Questions have been voiced during this past fall and into winter about whether there is any comparison between the big drought of 2012 and the Dust Bowl drought years of the 1930s. Were any environmental factors in play that offer any sort of comparison?
I posed that question in a Twitter note to the International Research Institute for Climate and Society (known as IRI). I got a reply from IRI communications officer Francesco Fiondella, and here is the transcription of his message:
"I spoke very briefly to one of our scientists here about any connection between the 1930s drought and the 2012 drought. He didn't really have much to add--there's no active research that we're doing here on that topic.

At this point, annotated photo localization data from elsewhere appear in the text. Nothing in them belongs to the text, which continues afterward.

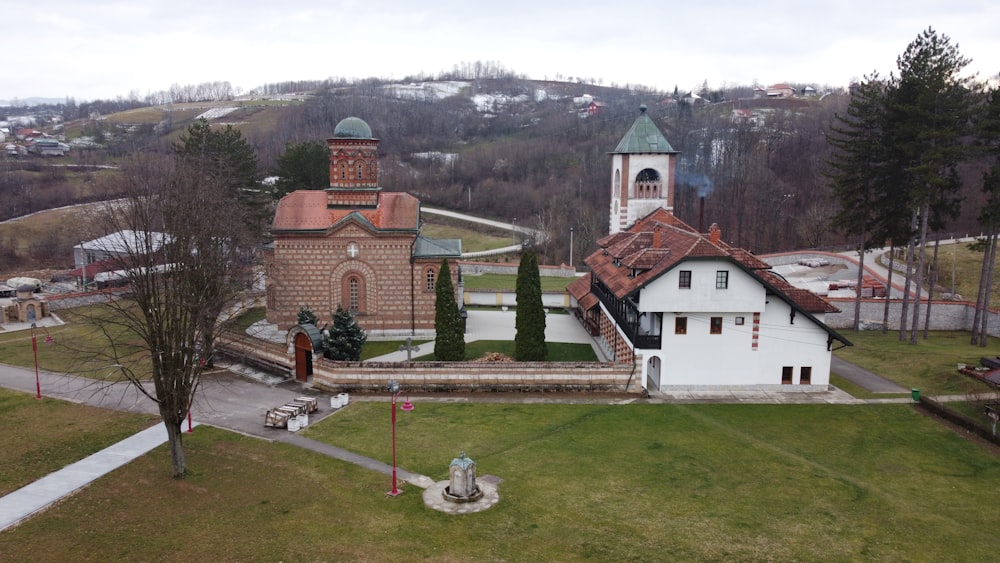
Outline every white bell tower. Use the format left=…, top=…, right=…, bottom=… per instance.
left=609, top=105, right=679, bottom=234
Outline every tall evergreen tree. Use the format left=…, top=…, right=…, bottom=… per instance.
left=433, top=259, right=465, bottom=361
left=174, top=118, right=267, bottom=234
left=515, top=251, right=547, bottom=361
left=272, top=140, right=330, bottom=199
left=322, top=305, right=366, bottom=361
left=972, top=85, right=1000, bottom=345
left=827, top=73, right=891, bottom=330
left=885, top=28, right=975, bottom=343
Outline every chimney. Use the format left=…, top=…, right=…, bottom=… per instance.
left=709, top=223, right=721, bottom=244
left=653, top=226, right=662, bottom=248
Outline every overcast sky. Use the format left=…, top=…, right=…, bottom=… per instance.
left=5, top=0, right=999, bottom=102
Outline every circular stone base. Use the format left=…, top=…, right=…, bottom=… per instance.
left=423, top=480, right=499, bottom=514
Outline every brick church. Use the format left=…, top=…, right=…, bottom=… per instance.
left=265, top=116, right=461, bottom=337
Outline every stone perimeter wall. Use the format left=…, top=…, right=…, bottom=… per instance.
left=825, top=297, right=1000, bottom=334
left=459, top=261, right=577, bottom=278
left=310, top=360, right=638, bottom=393
left=762, top=250, right=1000, bottom=335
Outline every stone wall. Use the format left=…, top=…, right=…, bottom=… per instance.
left=310, top=360, right=637, bottom=393
left=464, top=290, right=571, bottom=308
left=825, top=297, right=1000, bottom=335
left=459, top=261, right=577, bottom=278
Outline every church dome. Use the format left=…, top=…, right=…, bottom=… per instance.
left=333, top=117, right=373, bottom=139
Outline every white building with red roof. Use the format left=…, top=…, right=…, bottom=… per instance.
left=569, top=108, right=850, bottom=390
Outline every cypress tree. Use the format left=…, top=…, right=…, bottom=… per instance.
left=515, top=251, right=547, bottom=361
left=434, top=259, right=465, bottom=361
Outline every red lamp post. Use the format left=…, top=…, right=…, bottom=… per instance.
left=387, top=379, right=414, bottom=496
left=31, top=324, right=41, bottom=400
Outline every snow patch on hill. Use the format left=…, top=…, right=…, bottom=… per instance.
left=382, top=81, right=469, bottom=101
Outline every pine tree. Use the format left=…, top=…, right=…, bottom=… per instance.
left=515, top=251, right=547, bottom=361
left=297, top=306, right=318, bottom=326
left=827, top=74, right=890, bottom=330
left=885, top=28, right=976, bottom=343
left=972, top=85, right=1000, bottom=345
left=272, top=140, right=330, bottom=199
left=433, top=259, right=465, bottom=361
left=322, top=305, right=367, bottom=361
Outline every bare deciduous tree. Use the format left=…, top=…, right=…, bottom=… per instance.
left=82, top=151, right=260, bottom=477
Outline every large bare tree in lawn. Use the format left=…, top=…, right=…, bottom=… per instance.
left=88, top=147, right=261, bottom=478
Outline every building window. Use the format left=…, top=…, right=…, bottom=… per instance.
left=710, top=316, right=722, bottom=334
left=716, top=270, right=729, bottom=289
left=340, top=162, right=346, bottom=179
left=800, top=367, right=812, bottom=385
left=679, top=270, right=692, bottom=289
left=735, top=316, right=745, bottom=325
left=781, top=366, right=793, bottom=384
left=425, top=268, right=436, bottom=292
left=357, top=164, right=363, bottom=179
left=675, top=317, right=687, bottom=335
left=348, top=277, right=360, bottom=313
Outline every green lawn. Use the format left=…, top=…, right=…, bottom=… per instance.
left=0, top=307, right=151, bottom=379
left=0, top=388, right=159, bottom=496
left=2, top=402, right=999, bottom=560
left=834, top=330, right=1000, bottom=396
left=361, top=339, right=432, bottom=360
left=462, top=272, right=575, bottom=292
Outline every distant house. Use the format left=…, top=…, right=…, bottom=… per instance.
left=802, top=86, right=817, bottom=97
left=587, top=101, right=607, bottom=116
left=753, top=87, right=767, bottom=99
left=71, top=230, right=169, bottom=289
left=732, top=109, right=763, bottom=126
left=15, top=129, right=41, bottom=141
left=766, top=84, right=796, bottom=98
left=26, top=138, right=67, bottom=156
left=681, top=92, right=705, bottom=105
left=74, top=231, right=167, bottom=268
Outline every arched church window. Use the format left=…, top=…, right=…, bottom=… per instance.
left=614, top=170, right=621, bottom=198
left=348, top=277, right=360, bottom=312
left=425, top=268, right=436, bottom=291
left=340, top=162, right=346, bottom=180
left=357, top=163, right=363, bottom=180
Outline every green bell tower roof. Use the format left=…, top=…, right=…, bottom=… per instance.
left=611, top=105, right=678, bottom=154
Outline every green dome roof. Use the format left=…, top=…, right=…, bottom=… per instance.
left=333, top=117, right=373, bottom=139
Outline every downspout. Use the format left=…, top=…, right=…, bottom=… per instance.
left=410, top=236, right=417, bottom=335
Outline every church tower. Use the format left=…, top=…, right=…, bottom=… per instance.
left=327, top=116, right=380, bottom=208
left=609, top=105, right=679, bottom=234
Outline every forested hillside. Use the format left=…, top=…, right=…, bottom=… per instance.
left=1, top=74, right=992, bottom=271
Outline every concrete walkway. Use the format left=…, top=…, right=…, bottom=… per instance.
left=831, top=356, right=910, bottom=393
left=0, top=423, right=187, bottom=532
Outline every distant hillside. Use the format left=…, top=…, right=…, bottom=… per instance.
left=1, top=76, right=990, bottom=272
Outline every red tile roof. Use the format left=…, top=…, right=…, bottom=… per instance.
left=272, top=190, right=419, bottom=232
left=582, top=207, right=838, bottom=315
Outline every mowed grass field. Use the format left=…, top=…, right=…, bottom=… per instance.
left=2, top=395, right=999, bottom=560
left=834, top=330, right=1000, bottom=396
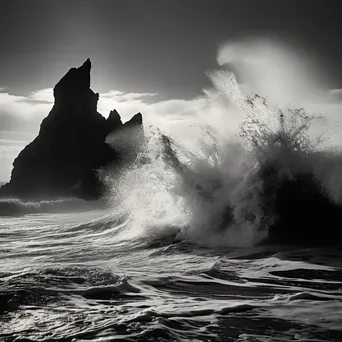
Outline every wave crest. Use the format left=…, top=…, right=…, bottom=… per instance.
left=102, top=70, right=342, bottom=247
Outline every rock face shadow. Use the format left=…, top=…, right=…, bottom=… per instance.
left=0, top=59, right=143, bottom=200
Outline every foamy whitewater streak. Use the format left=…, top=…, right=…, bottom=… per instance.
left=0, top=197, right=102, bottom=216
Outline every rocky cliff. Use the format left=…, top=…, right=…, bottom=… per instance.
left=0, top=59, right=143, bottom=199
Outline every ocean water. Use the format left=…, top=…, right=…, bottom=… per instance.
left=1, top=69, right=342, bottom=341
left=1, top=207, right=341, bottom=341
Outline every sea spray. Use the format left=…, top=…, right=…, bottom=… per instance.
left=103, top=70, right=342, bottom=247
left=102, top=128, right=187, bottom=243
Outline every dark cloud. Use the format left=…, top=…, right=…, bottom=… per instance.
left=1, top=1, right=342, bottom=97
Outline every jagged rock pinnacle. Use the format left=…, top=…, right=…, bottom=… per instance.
left=84, top=58, right=91, bottom=68
left=0, top=60, right=143, bottom=200
left=53, top=58, right=92, bottom=101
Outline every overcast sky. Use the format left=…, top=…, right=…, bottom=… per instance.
left=1, top=0, right=342, bottom=97
left=1, top=0, right=342, bottom=181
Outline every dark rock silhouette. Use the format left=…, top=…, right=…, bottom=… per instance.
left=0, top=59, right=143, bottom=199
left=259, top=164, right=342, bottom=245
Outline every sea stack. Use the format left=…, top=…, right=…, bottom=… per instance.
left=0, top=59, right=143, bottom=199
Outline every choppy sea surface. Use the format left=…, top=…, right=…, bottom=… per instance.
left=1, top=204, right=341, bottom=342
left=2, top=68, right=342, bottom=341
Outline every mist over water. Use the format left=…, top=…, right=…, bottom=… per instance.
left=1, top=39, right=342, bottom=341
left=99, top=39, right=342, bottom=248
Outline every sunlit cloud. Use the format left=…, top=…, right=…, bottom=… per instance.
left=100, top=90, right=158, bottom=102
left=98, top=91, right=207, bottom=123
left=29, top=88, right=54, bottom=103
left=329, top=89, right=342, bottom=103
left=0, top=133, right=29, bottom=183
left=0, top=91, right=52, bottom=132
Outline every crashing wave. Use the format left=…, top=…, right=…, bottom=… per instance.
left=103, top=71, right=342, bottom=247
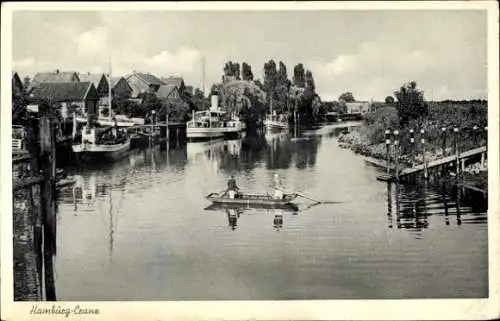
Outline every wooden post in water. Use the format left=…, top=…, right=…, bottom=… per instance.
left=481, top=126, right=487, bottom=167
left=39, top=115, right=57, bottom=301
left=473, top=125, right=478, bottom=147
left=385, top=129, right=391, bottom=175
left=441, top=127, right=447, bottom=177
left=454, top=127, right=460, bottom=177
left=166, top=111, right=170, bottom=144
left=150, top=110, right=155, bottom=146
left=394, top=130, right=400, bottom=181
left=409, top=128, right=414, bottom=165
left=421, top=128, right=428, bottom=179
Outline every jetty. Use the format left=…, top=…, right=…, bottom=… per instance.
left=366, top=126, right=488, bottom=182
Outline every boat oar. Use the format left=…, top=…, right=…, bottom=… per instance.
left=295, top=193, right=339, bottom=205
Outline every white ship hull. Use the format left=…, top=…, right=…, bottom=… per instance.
left=75, top=115, right=142, bottom=127
left=264, top=119, right=289, bottom=130
left=186, top=127, right=226, bottom=140
left=72, top=139, right=131, bottom=161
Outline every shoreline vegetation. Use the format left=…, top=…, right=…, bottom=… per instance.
left=337, top=91, right=488, bottom=192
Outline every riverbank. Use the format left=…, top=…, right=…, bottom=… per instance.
left=337, top=126, right=488, bottom=192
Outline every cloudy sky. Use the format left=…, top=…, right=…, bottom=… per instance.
left=12, top=9, right=487, bottom=101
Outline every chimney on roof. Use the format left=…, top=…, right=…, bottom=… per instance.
left=56, top=69, right=60, bottom=74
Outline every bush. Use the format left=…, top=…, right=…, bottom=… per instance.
left=364, top=106, right=400, bottom=144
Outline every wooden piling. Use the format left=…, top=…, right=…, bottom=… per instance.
left=385, top=130, right=391, bottom=175
left=166, top=113, right=170, bottom=143
left=394, top=130, right=400, bottom=181
left=39, top=115, right=57, bottom=301
left=409, top=129, right=415, bottom=166
left=421, top=129, right=428, bottom=179
left=454, top=127, right=460, bottom=177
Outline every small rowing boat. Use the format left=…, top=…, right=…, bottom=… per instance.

He did say that the big worry is there is a negative PDO (Pacific Decadal Oscillation) in the Pacific and positive AMO (Atlantic Multi-decadal Oscillation) in the Atlantic, so warmer Atlantic-cooler Pacific that happened during the protracted droughts of the 30s, and it happened also in the 2012 drought. So the connection is that there are similar setups and whether or not that's going to continue going forward from last year's drought is still a question."
This is a potent comment. A brief way of saying what Mr. Fiondella told me is--"With the positive AMO and negative PDO, ocean patterns are in place that could indeed cause a repeat of drought conditions in 2013."
That's not a trite paraphrase. That is his message.